それが何らかの障害を持つ可能性がある中枢神経系の病気である場合は尚更です。そんなご両親・ご家族の思いを受け止め、
こども達の成長と共に歩んで行くのが、我々小児脳神経外科であり総合母子健康医療センターです。
患児達には治療後の人生があり、彼らを囲むご家族の思いや関わりがあります。
そのため当部門では、小児科・産科婦人科・小児外科・形成外科・小児泌尿器科・整形外科などの関連各科、看護師や臨床心理士などの
コメディカルと共に総合的なチーム医療を行い、全人的医療を実践すべく責任を持って治療にあたっています。
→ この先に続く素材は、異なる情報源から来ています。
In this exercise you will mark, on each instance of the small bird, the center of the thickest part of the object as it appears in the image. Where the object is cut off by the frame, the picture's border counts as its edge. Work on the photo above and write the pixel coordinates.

大学病院としての当部門が扱う疾患は先天奇形や脳血管障害、脳腫瘍、水頭症、脊椎脊髄疾患、神経外傷、てんかんなど多岐に渡りますが、
当部門では小児脳神経外科医だけでなく、それぞれの専門分野の脳神経外科医が一堂に会し、
患児一人一人の病態を検討することによって様々な意見を出し合い、最適な治療法を選択できるようにしています。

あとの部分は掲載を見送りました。